PHASES OF COMPILER
IN
COMPILER CONSTRUCTION
ANALYSIS
PART:-
• Analysis part breaks the
source program into constituent pieces and imposes a grammatical structure on
them which further uses this structure to create an intermediate representation
of the source program.
• It is also termed as
front end of compiler.
• Information about the
source program is collected and stored in a data structure called symbol table.
SYNTHESIS
PART:-
• Synthesis part takes the
intermediate representation as input and transforms it to the target program.
• It is also termed as
back end of compiler.
The design of compiler can
be decomposed into several phases, each of which converts one form of source
program into another.
The different phases of compiler are as
follows:
1. Lexical analysis
2. Syntax analysis
3. Semantic analysis
4. Intermediate code
generation
5. Code optimization
6. Code generation
All of the aforementioned
phases involve the following tasks:
• Symbol table management.
• Error handling.
LEXICAL
ANALYSIS:-
• Lexical analysis is the
first phase of compiler which is also termed as scanning.
• Source program is
scanned to read the stream of characters and those characters are grouped to
form a sequence called lexemes which produces token as output.
Token: Token is a sequence of characters that represent lexical
unit, which matches with the pattern, such as keywords, operators, identifiers
etc.
• Lexeme: Lexeme is instance of a token i.e., group of characters
forming a token. ,
• Pattern: Pattern describes the rule that the lexemes of a token
takes.
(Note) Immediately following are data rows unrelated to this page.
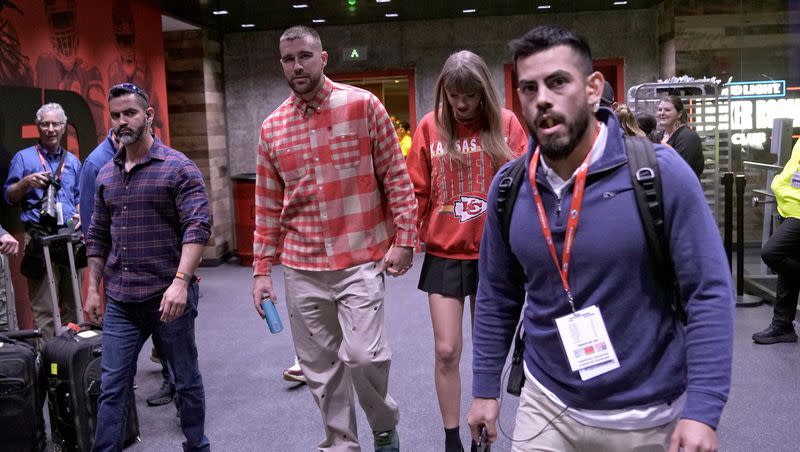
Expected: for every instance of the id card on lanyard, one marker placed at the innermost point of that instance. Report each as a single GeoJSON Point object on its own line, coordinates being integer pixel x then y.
{"type": "Point", "coordinates": [57, 177]}
{"type": "Point", "coordinates": [583, 333]}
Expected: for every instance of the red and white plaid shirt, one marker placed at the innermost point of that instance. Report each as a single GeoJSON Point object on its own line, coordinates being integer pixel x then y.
{"type": "Point", "coordinates": [331, 183]}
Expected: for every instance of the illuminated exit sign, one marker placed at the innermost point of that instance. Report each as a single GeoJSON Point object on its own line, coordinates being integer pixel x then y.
{"type": "Point", "coordinates": [354, 53]}
{"type": "Point", "coordinates": [755, 90]}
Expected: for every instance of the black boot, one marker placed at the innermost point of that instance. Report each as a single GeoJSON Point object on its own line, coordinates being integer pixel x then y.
{"type": "Point", "coordinates": [163, 396]}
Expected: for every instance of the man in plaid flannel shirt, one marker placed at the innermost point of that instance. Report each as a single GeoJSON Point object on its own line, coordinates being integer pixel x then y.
{"type": "Point", "coordinates": [333, 191]}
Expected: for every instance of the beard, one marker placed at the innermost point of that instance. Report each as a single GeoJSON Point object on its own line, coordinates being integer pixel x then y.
{"type": "Point", "coordinates": [560, 147]}
{"type": "Point", "coordinates": [131, 135]}
{"type": "Point", "coordinates": [308, 87]}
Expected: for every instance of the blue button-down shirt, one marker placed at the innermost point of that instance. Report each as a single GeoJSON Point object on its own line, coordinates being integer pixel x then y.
{"type": "Point", "coordinates": [101, 155]}
{"type": "Point", "coordinates": [27, 162]}
{"type": "Point", "coordinates": [143, 217]}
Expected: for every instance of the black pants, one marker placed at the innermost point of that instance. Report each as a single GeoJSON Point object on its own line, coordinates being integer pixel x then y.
{"type": "Point", "coordinates": [782, 254]}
It is the structure that must be matched by strings.
• Once a token is generated the corresponding entry is made in the
symbol table.
Input: stream of characters
Output: Token
Token Template: <token-name, attribute-value>
(eg.) c=a+b*5;
LEXEMES AND TOKENS:-
Lexemes
|
Tokens
|
c
|
identifier
|
=
|
assignment
symbol
|
a
|
identifier
|
+
|
+ (addition
symbol)
|
b
|
identifier
|
*
|
*
(multiplication symbol)
|
5
|
5 (number)
|
Hence, <id,
1><=>< id, 2>< +><id, 3 >< * >< 5>
SYNTAX ANALYSIS:-
• Syntax analysis is the second phase of compiler which is also
called as parsing.
• Parser converts the tokens produced by lexical analyzer into a
tree like representation called parse tree.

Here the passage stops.